There appear to be important differences between organisms of the pleuropneumonia group and the L-phase of bacteria in metabolism and growth- requirements. Both pleuropneumonia-like organisms (except the saprophytic species) and the L-phase of Gram-negative bacteria required media enriched with a substance such as serum. For the former group of organisms the serum appears to act by supplying cholesterol which is an essential nutrient. Cholesterol, however, was not essential for the growth of two L-phase organisms (Edward, 1953). The L-phase of Proteus mirabilis has in fact been cultivated in a defined medium containing a mixture of amino acids (Medill & O’Kane, 1954). The serum appears to promote the growth of this organism by neutralizing an inhibitor. It has been pointed out elsewhere that if pleuropneumonialike organisms had been derived from different bacteria it would be expected that their fermentative capacity for various carbohydrates would vary from organism to organism, whereas it has been found that all pleuropneumonialike organisms studied, if they ferment carbohydrates at all, ferment the same carbohydrates (Edward, 1954).
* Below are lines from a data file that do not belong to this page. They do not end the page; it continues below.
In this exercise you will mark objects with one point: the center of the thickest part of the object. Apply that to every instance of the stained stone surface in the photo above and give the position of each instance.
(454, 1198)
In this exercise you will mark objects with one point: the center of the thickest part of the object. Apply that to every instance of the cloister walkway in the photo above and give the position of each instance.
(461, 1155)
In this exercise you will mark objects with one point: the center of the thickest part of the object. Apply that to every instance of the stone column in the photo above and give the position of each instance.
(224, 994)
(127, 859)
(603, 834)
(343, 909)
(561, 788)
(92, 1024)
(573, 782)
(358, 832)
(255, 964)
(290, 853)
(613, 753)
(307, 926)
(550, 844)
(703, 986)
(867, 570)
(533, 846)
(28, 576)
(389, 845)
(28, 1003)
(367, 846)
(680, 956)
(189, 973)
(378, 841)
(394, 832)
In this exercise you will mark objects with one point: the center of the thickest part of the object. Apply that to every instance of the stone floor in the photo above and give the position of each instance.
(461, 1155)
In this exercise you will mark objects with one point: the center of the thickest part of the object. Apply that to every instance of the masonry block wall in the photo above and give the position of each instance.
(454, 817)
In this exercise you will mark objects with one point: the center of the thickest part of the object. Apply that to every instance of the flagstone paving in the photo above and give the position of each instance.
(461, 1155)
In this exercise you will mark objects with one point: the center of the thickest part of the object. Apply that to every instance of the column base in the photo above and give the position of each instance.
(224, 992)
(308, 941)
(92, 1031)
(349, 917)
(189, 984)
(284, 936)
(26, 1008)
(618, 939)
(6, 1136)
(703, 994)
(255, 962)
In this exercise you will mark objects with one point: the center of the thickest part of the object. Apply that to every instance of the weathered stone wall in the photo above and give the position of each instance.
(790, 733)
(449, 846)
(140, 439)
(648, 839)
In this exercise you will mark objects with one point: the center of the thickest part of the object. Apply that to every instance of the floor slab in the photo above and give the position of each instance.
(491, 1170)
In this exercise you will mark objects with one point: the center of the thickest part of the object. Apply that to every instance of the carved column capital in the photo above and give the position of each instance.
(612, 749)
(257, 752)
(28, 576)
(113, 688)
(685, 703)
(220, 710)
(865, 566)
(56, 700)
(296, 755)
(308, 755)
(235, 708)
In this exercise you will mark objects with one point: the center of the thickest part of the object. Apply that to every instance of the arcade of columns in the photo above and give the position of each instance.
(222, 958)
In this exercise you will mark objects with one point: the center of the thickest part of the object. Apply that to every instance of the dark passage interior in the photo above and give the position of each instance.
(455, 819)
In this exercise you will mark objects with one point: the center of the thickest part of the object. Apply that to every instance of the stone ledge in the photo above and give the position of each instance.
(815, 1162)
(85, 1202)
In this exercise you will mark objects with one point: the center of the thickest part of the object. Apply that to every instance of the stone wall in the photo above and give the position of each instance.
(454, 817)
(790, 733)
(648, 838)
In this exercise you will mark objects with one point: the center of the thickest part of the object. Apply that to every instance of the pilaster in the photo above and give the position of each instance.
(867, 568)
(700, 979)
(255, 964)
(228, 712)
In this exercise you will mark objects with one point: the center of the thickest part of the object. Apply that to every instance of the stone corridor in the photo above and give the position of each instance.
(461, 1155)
Recently Tulasne, one of the advocates of a close relationship between organisms of the pleuropneumonia group and L-phase variants, has in conjunction with Brisou (Tulasne & Brisou, 1955) suggested a classification and nomenclature in which pleuropneumonia-like organisms without a proven derivation from bacteria are placed in one order, Pleuropneumoniales, and the L-phase variants of bacteria are assigned to a second order, Bactepneumoniales. Thus these workers agree to grouping organisms of the pleuropneumonia group proper, separately from the L-phase organisms. Although the nomenclature of the L-phase organisms will not be considered here the comment might be made that grouping together the L-phase variants of diverse bacteria into a completely new order would seem open to grave objection.

Relation to viruses

Although the organisms of bovine pleuropneumonia and of agalactia were for many years regarded as viruses on account of their small dimensions, the pleuropneumonia-like organisms as a group are now generally regarded as distinct from the viruses. However, certain analogies with the viruses, although admittedly vague and merely suggestive, deserve mention.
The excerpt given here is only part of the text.